Estações meteorológicas do Incaper: duas das dez em operação — Direto Notícias

Estações meteorológicas do Incaper: duas das dez em operação

As estações meteorológicas do Incaper terminaram 2024 com duas unidades novas ligadas — e só duas. Uma fica na Fazenda Experimental Mendes da Fonseca, em Domingos Martins, e a outra no Centro Estadual Integrado de Educação Rural (Ceier), em Boa Esperança. São as duas primeiras de um conjunto de dez plataformas de coleta de dados agroclimáticos anunciado pelo Instituto Capixaba de Pesquisa, Assistência Técnica e Extensão Rural (Incaper) no balanço anual da sua Coordenação de Meteorologia (CMET). As demais ainda não existiam em campo quando o texto foi divulgado: o material oficial diz apenas que seriam instaladas a partir de janeiro. Quem quiser ver o que a rede já mede não precisa esperar — o endereço público de consulta está no fim desta reportagem e continua no ar.

As estações meteorológicas do Incaper: duas ligadas, as demais no calendário

Este é o ponto que o balanço de fim de ano embaralha. Ele fala em investimento como quem fala de resultado, mas o próprio texto separa o que já aconteceu do que não aconteceu: menciona investimentos já feitos e outros por vir, e ainda assim escreve que os dois grupos garantem entregas à sociedade. Investimento por vir não entrega nada enquanto não vira equipamento ligado.

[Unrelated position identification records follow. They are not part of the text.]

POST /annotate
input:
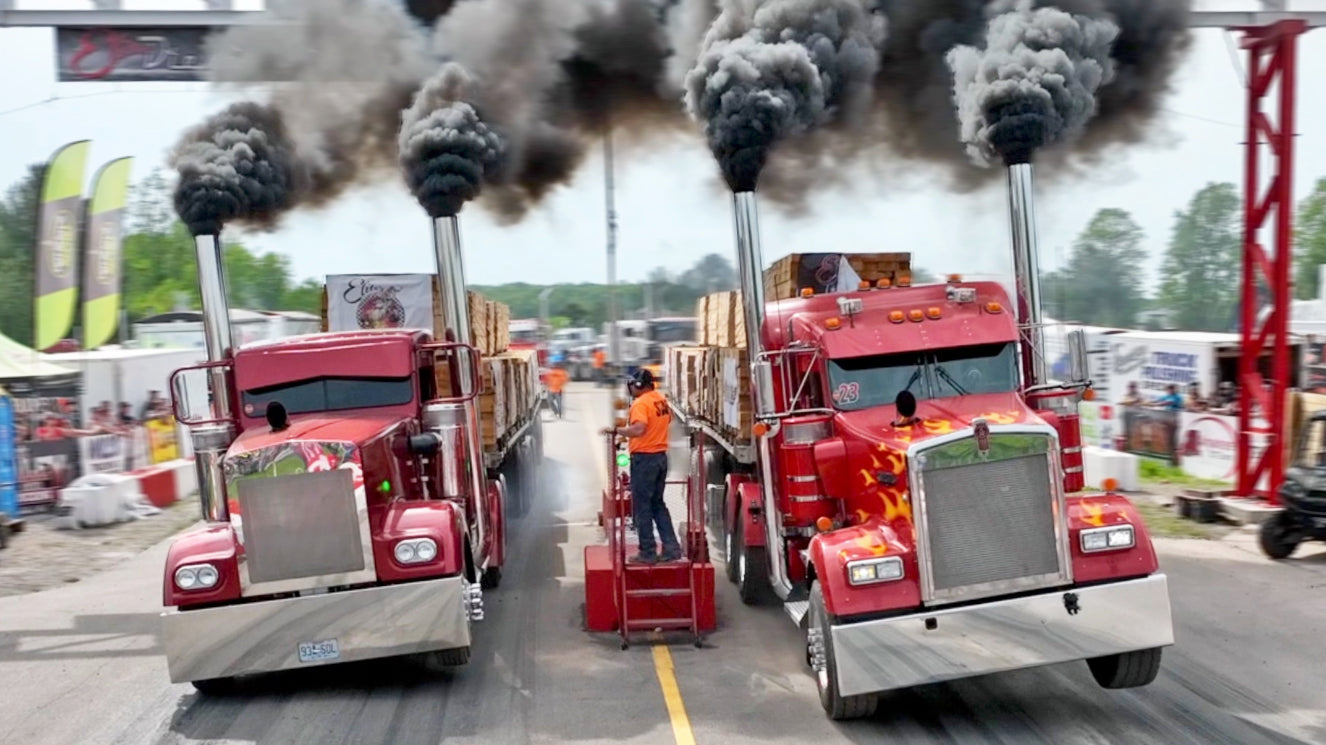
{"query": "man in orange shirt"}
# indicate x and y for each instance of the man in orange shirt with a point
(647, 428)
(556, 382)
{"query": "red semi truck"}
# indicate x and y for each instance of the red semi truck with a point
(908, 487)
(352, 511)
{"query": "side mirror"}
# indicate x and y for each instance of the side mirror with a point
(1078, 370)
(761, 377)
(191, 394)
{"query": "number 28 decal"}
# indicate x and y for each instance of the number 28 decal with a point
(847, 393)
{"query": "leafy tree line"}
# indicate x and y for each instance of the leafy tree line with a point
(1103, 281)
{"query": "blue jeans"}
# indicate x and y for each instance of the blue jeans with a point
(649, 477)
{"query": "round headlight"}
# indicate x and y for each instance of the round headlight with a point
(186, 578)
(426, 550)
(405, 552)
(207, 575)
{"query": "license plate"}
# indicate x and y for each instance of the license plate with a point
(318, 651)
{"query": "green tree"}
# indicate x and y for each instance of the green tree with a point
(1102, 280)
(1310, 241)
(17, 247)
(1202, 265)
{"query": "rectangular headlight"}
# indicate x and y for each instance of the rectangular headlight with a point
(866, 572)
(1111, 538)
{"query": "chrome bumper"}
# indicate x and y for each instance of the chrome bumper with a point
(353, 625)
(1001, 635)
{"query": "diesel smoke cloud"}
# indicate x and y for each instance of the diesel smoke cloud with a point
(826, 92)
(1033, 84)
(446, 149)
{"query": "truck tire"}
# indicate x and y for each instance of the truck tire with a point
(825, 670)
(1127, 670)
(752, 570)
(1278, 536)
(444, 659)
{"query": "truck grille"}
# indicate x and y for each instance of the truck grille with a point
(989, 521)
(300, 525)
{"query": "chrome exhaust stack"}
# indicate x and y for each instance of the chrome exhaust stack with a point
(1026, 271)
(745, 219)
(450, 418)
(211, 440)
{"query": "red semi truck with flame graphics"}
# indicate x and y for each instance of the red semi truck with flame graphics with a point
(352, 522)
(918, 508)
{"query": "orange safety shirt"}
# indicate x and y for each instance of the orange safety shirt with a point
(651, 408)
(556, 381)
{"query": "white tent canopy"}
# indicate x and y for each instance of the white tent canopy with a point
(20, 362)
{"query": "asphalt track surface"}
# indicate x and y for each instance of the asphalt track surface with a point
(82, 663)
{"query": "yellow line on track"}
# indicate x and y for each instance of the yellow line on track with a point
(672, 696)
(662, 656)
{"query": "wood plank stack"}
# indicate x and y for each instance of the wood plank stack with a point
(785, 279)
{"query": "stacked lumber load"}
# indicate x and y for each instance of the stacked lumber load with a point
(822, 272)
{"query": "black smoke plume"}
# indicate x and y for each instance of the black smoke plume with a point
(446, 150)
(780, 70)
(236, 166)
(1033, 84)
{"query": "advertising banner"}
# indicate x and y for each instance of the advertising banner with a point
(130, 53)
(102, 454)
(379, 301)
(162, 443)
(8, 460)
(1208, 444)
(102, 253)
(57, 244)
(44, 468)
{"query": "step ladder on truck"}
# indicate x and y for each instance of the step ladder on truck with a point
(633, 598)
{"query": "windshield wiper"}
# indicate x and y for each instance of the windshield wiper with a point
(950, 379)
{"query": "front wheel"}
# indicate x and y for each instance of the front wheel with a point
(1280, 536)
(820, 652)
(1127, 670)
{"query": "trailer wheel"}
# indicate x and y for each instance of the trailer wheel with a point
(1278, 536)
(1127, 670)
(752, 570)
(215, 686)
(824, 664)
(442, 660)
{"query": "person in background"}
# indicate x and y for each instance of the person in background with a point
(557, 378)
(647, 430)
(1133, 397)
(1171, 401)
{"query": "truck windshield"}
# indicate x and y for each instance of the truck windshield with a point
(865, 382)
(330, 394)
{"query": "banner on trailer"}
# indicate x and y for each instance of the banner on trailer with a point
(162, 439)
(102, 454)
(379, 301)
(57, 244)
(8, 460)
(102, 253)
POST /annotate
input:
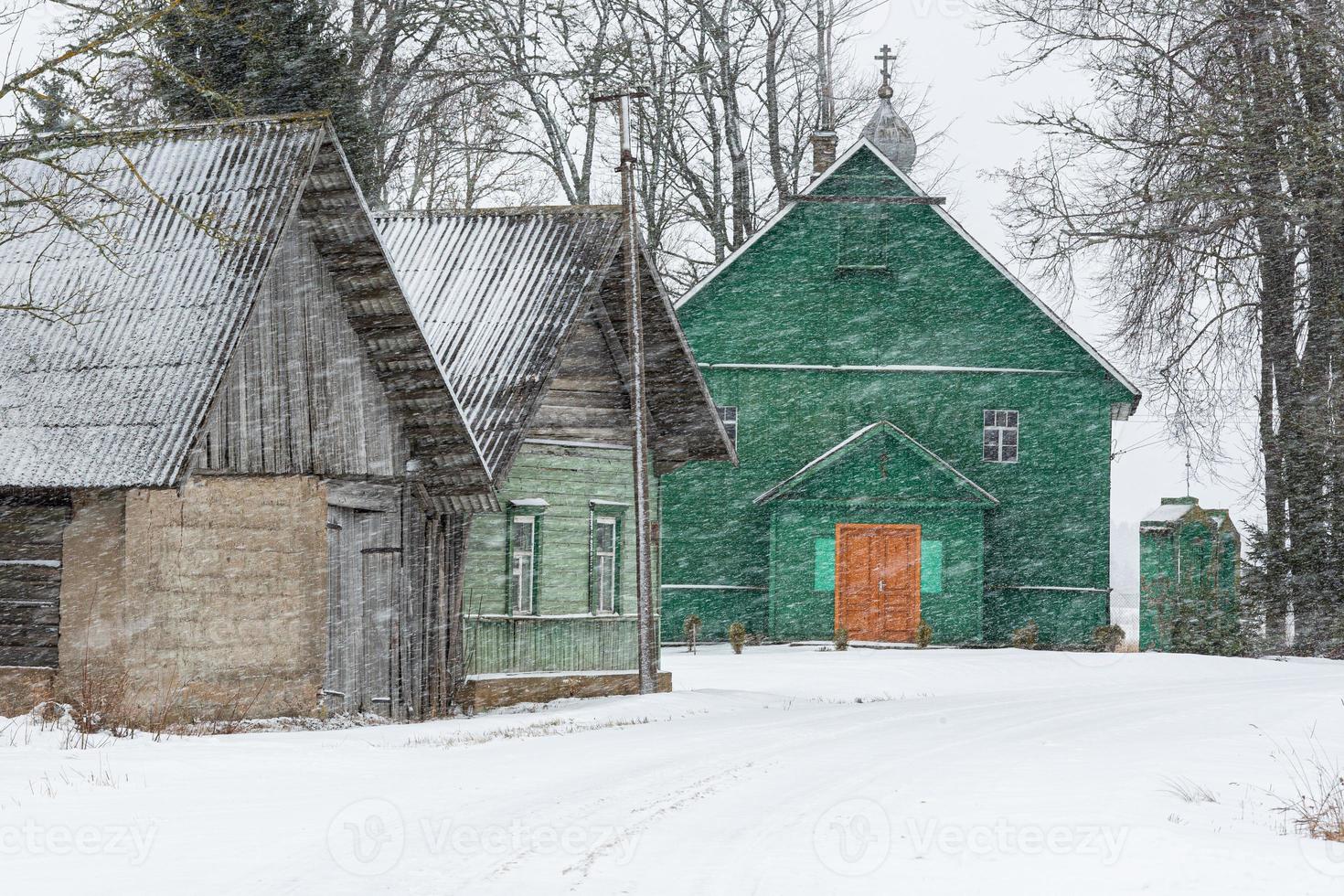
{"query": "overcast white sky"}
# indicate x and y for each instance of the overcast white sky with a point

Traduzido item a item, o estágio de cada coisa anunciada é este:

  • Duas estações — em operação. Implantadas e em funcionamento na Fazenda Experimental Mendes da Fonseca (Domingos Martins) e no Ceier de Boa Esperança.
  • As demais do conjunto de dez — apenas anunciadas. O material não cita edital, contrato, ordem de serviço nem entrega parcial: informa que a instalação começaria a partir de janeiro.
  • Atlas Climatológico — publicado. Divulgado como inédito, com dados históricos do Estado.
  • Satdes — disponível. O Sistema de Aquisição e Tratamento de Dados Meteorológicos do Espírito Santo foi liberado ao público em outubro.
  • Projeto Aprendendo com a Chuva — realizado. Ação de educação rural sobre chuva, sem número de participantes divulgado.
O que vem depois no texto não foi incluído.